I only just discovered that, for the next four days, the Getty museum in Los Angeles, California has an exhibit about chivalry. It ends on November 30th, 2014. The museum created two videos for the exhibit, which made me reflect on the origins of chivalry.
If you love knights and all things martial, definitely check out the combat demonstrations in the first video. It brings to life the fighting styles in the Italian manuscript The Flower of Battle (Il Fior di Battaglia) c. 1410.
Both videos are embedded in the window above. If you watch the second video without seeing the first video, it’s a little misleading. The second video makes it seem like courtly love and chivalry are synonymous. The video skirts the dark side of chivalry and focuses on the manifestations of courtly love in art.

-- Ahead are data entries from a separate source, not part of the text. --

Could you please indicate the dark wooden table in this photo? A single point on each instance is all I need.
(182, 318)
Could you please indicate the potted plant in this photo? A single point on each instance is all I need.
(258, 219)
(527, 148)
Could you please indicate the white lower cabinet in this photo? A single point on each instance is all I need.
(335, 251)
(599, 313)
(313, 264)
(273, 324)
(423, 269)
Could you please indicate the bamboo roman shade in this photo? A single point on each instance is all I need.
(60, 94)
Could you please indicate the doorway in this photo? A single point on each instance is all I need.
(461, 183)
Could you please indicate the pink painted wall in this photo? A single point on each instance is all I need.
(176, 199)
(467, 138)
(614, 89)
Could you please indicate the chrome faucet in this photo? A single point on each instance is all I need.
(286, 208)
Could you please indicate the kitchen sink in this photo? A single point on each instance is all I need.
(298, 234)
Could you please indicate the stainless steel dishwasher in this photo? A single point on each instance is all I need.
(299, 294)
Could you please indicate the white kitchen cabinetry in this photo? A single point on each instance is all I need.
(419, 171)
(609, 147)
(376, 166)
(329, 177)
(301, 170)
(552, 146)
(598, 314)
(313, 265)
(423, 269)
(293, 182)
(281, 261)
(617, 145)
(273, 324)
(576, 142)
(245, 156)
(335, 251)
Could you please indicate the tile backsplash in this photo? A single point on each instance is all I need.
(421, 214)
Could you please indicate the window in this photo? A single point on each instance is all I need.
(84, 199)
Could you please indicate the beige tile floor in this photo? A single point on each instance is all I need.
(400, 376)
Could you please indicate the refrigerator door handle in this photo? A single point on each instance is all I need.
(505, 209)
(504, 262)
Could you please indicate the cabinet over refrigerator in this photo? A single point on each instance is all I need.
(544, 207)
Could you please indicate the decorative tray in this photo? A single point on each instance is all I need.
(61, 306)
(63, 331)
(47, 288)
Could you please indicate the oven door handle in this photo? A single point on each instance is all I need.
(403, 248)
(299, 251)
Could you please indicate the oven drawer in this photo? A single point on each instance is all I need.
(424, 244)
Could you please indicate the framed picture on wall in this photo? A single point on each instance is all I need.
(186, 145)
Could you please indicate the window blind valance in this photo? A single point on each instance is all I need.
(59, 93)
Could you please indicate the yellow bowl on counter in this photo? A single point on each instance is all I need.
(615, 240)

The Getty is simply showing specific aspects of chivalry, notably ones that relate to their manuscripts; they aren’t trying to be omissive.
Chivalric ideals have become a form of propaganda in our society that have far outlived the medieval age. The blending of courtly love and chivalry has led to a knight in shining armor archetype (think: Disney) that rarely existed. George RR Martin subtly resists these archetypes in favor of historical fact. Knights were more apt to brutalize maidens than rescue them.

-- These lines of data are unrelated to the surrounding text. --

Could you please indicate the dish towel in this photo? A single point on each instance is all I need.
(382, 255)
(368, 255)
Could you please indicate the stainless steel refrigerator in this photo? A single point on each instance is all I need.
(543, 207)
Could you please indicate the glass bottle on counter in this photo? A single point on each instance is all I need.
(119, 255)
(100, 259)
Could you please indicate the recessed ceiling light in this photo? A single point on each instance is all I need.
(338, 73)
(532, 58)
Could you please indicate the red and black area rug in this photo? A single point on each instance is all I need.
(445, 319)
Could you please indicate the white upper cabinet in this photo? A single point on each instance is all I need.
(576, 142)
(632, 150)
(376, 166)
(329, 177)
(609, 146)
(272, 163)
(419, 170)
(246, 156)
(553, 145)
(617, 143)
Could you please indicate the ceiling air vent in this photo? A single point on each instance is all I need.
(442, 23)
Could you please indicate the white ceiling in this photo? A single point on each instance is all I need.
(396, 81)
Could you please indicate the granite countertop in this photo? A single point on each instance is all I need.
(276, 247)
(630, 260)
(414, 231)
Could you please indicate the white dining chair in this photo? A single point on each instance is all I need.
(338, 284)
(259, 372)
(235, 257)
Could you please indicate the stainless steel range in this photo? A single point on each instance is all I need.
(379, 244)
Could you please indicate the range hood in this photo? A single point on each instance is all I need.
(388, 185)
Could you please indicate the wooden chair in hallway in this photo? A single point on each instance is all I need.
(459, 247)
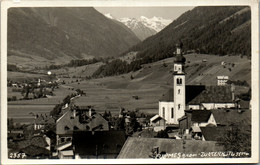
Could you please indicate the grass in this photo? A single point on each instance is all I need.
(149, 84)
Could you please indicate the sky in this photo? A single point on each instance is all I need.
(135, 12)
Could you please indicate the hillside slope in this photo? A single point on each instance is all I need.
(60, 34)
(210, 30)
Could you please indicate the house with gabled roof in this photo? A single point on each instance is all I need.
(158, 123)
(98, 144)
(82, 118)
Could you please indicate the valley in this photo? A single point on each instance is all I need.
(148, 84)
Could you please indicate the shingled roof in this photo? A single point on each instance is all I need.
(214, 94)
(228, 117)
(136, 147)
(212, 133)
(68, 123)
(196, 94)
(98, 142)
(200, 116)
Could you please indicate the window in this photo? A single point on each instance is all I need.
(163, 112)
(179, 81)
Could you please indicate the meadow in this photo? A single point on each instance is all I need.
(140, 90)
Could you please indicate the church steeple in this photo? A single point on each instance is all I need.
(179, 84)
(179, 61)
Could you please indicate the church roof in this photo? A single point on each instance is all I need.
(196, 94)
(180, 59)
(200, 116)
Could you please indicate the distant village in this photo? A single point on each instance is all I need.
(191, 120)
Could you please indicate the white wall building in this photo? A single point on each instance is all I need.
(183, 97)
(222, 80)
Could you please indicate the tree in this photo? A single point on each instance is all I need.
(120, 124)
(162, 134)
(236, 139)
(10, 123)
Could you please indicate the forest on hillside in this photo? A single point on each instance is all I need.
(207, 30)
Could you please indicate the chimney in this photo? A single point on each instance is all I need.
(232, 90)
(89, 112)
(74, 112)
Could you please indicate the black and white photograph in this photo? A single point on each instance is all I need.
(144, 82)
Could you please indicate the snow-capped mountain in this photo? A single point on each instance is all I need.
(143, 27)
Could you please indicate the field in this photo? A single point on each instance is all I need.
(142, 91)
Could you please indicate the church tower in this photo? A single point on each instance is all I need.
(179, 84)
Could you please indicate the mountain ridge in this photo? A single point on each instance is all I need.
(62, 34)
(143, 27)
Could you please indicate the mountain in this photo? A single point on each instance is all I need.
(56, 35)
(211, 30)
(143, 27)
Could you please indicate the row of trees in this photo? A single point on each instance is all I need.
(57, 110)
(117, 67)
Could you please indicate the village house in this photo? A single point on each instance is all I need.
(76, 118)
(41, 121)
(158, 123)
(145, 148)
(222, 80)
(97, 144)
(199, 119)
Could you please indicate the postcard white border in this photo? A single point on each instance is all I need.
(5, 4)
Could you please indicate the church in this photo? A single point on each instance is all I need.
(183, 97)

For example, it is the knights like Ser Meryn Trant who beat Sansa whereas the men like Tyrion, Dontos, and the Hound who reject knighthood (or don’t meet to its ideals) are the ones who protect her. At a symbolic level, there’s some truth in the somewhat ironic image of knights beating maidens. Chivalry originated as a way to protect the defenseless from marauding nobles.
Warrior classes played an essential role in protecting medieval people from invading (and enslaving) armies. Many cultures over the last few millennia, including European (nobility), Japanese (samurai), and maybe even Indian (Kshatriya, or the warrior varna or caste), had warrior classes. However, some of these classes abused their power and failed to meet their obligations as protectors.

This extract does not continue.